La juridiction prud’homale de Montauban s’expatrie ce lundi 6 février en début d’après-midi vers une salle plus vaste, chez les voisins de Grande instance. Elle doit accueillir en audience de premier jugement 270 anciens salariés licenciés de l’usine Sylea-Valeo de Labastide-Saint-Pierre fermée en octobre 2003. Ils ont individuellement porté plainte contre le groupe équipementier automobile, considérant que le motif économique avancé par la direction n’est pas établi, que la procédure de consultation du comité d’entreprise est entachée d’irrégularités et que l’obligation de reclassement n’est pas respectée.

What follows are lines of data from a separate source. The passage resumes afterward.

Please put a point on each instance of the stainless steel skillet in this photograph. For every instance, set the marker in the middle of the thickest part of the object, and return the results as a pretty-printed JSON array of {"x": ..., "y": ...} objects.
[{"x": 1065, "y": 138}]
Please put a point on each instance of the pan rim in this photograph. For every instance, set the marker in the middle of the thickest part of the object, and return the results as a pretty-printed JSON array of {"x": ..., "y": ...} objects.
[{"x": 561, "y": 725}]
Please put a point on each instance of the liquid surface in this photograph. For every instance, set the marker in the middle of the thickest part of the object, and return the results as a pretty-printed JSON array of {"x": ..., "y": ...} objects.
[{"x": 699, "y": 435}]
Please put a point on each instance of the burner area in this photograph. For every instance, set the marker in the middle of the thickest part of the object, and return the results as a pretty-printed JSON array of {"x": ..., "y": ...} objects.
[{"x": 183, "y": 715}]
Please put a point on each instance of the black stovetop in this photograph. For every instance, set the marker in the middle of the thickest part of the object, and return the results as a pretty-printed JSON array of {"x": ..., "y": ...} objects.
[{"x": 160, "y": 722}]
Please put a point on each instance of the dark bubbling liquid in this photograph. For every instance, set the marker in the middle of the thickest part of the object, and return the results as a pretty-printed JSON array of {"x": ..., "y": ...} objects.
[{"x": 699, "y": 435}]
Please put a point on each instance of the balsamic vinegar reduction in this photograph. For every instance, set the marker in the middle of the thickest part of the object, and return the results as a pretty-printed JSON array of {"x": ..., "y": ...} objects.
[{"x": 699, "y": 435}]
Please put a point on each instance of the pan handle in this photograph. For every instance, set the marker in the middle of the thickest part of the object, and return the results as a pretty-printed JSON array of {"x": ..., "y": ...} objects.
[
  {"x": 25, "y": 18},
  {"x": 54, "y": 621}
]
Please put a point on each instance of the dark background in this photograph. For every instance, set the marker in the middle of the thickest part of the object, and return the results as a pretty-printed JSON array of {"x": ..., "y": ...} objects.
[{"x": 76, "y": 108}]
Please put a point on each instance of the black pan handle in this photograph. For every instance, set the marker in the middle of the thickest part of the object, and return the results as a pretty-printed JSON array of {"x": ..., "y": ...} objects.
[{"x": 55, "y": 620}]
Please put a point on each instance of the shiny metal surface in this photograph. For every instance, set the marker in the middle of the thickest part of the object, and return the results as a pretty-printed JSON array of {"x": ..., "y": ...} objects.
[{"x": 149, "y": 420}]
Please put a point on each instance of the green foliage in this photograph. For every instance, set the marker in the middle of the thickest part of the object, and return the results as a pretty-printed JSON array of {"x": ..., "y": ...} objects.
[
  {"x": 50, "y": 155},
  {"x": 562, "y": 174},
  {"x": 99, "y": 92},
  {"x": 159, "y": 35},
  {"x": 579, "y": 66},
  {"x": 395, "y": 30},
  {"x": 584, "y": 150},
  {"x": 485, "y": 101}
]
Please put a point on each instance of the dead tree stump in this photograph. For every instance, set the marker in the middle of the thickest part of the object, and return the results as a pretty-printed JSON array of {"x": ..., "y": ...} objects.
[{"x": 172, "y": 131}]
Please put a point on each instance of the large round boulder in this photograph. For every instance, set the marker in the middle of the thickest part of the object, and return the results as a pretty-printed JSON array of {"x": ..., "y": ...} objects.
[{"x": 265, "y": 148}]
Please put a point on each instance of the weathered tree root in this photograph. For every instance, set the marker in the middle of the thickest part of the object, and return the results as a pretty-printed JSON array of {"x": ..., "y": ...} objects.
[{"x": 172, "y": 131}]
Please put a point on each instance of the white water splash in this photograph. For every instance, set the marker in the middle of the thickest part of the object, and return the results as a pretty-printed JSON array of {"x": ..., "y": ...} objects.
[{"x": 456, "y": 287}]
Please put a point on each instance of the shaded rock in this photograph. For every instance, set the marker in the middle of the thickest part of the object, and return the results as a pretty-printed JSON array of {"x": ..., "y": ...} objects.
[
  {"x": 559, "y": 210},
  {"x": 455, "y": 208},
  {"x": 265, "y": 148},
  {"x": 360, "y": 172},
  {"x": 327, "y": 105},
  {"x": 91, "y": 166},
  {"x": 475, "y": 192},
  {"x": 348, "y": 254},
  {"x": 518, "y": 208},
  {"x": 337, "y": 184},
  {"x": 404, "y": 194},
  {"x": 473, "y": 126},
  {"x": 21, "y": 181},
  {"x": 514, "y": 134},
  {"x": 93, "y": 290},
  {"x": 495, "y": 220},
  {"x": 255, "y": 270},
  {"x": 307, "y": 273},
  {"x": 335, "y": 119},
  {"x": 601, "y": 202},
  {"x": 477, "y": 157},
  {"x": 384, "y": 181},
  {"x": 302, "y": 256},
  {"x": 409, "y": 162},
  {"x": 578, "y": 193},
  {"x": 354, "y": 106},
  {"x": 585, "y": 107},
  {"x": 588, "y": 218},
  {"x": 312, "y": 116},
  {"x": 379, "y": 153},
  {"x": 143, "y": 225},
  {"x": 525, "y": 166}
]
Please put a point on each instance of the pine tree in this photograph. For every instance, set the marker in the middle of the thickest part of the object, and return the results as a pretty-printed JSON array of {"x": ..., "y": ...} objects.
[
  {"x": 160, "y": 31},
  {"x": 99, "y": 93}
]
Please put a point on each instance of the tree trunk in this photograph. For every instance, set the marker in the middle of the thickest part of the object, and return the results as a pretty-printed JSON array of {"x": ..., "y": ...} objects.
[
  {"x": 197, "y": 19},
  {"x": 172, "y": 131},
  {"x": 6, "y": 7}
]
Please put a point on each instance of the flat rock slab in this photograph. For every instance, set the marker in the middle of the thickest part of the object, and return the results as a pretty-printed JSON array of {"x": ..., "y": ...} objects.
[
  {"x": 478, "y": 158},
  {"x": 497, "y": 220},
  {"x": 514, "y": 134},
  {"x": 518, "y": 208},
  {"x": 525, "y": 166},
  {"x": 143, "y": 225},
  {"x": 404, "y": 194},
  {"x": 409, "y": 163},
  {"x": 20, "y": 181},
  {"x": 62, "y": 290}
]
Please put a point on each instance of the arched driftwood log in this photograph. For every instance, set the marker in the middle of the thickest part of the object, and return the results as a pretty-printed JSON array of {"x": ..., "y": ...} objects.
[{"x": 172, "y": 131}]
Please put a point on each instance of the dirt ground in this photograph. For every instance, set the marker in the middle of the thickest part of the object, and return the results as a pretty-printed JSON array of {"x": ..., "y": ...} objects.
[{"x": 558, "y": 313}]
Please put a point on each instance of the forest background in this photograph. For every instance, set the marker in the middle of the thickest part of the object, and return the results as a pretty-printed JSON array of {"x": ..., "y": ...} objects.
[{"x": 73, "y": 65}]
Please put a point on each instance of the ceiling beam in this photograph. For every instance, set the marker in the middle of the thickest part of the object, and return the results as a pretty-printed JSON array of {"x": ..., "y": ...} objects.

Après Évreux, Vire, puis Cahors dans l’été 2001, Sissonne, Dreux, Bellegarde, Labastide, la filiale Sylea du groupe Valeo a brutalement fermé tous ses sites de production de câblage électrique pour l’automobile - environ 2.500 emplois industriels ont été sacrifiés en France - pour transférer cette activité vers des pays à main-d’oeuvre sous-payée. Pour la seule année 2003, la direction de Valeo avait indiqué que «la part de ses sites en zones à bas coûts de production était passée de 25% à 41%». Aujourd’hui, le groupe affiche un effectif global de 72.000 personnes composées de 70 nationalités et réparti sur 130 sites. En France, l’équipementier n’emploie plus que 2.000 salariés sur son siège social, à Pontoise, et dans trois usines à Sablé, Saint-Fleurin et Brioude.
Plus de deux ans après la fermeture de l’usine de Labastide-Saint-Pierre, sur les 270 anciens salariés qui ont porté plainte, une centaine a retrouvé un travail en contrat à durée indéterminée. «Avec cependant une perte moyenne d’environ 500 euros mensuels», fait remarquer Claude Blatgé, délégué CFE-CGC. Cent autres sont toujours demandeurs d’emploi et les 70 restants ne connaissent que des contrats à durée déterminée ou l’intérim. Pour les deux sites de Sylea-Valeo qui ont fermé leurs portes en Midi-Pyrénées, les reclassements en contrats à durée indéterminée des ouvrières le sont pour l’essentiel dans l’aide à domicile pour les personnes âgées, des travaux de nettoyage, des emplois dotés d’un nombre variable et insuffisant d’heures travaillées. «Valeo était l’un des plus gros employeurs du département, les dégâts causés par ces licenciements boursiers dans les familles sont considérables : il y a des décès par maladie, des couples qui explosent», écrit Claude Blatgé.
Pour contester la réalité des motifs économiques mis en avant par les dirigeants du groupe pour licencier et fermer les sites en France, les anciens salariés de Labastide-Saint-Pierre vont rappeler quelques résultats financiers significatifs accumulés par le groupe. Pour la seule année 2003, le résultat net a progressé de 34% par rapport à 2002 et les dividendes versés aux actionnaires ont été revalorisés de 5%. Pour 2004, le résultat net a connu une hausse de 17% et les dividendes de 4,8%. Considérant que le motif économique n’était pas avéré, la justice a condamné à plusieurs reprises le groupe Valeo. En 2002, la Cour de cassation a confirmé l’arrêt de la cour d’appel de Rouen estimant que la suppression du site Valeo «n’était pas nécessaire à la sauvegarde de la compétitivité du secteur signalisation de l’entreprise». L’été dernier, les Prud’hommes de Dreux ont également pris des décisions d’annulation de licenciements d’anciens salariés de l’usine située dans l’Eure-et-Loir.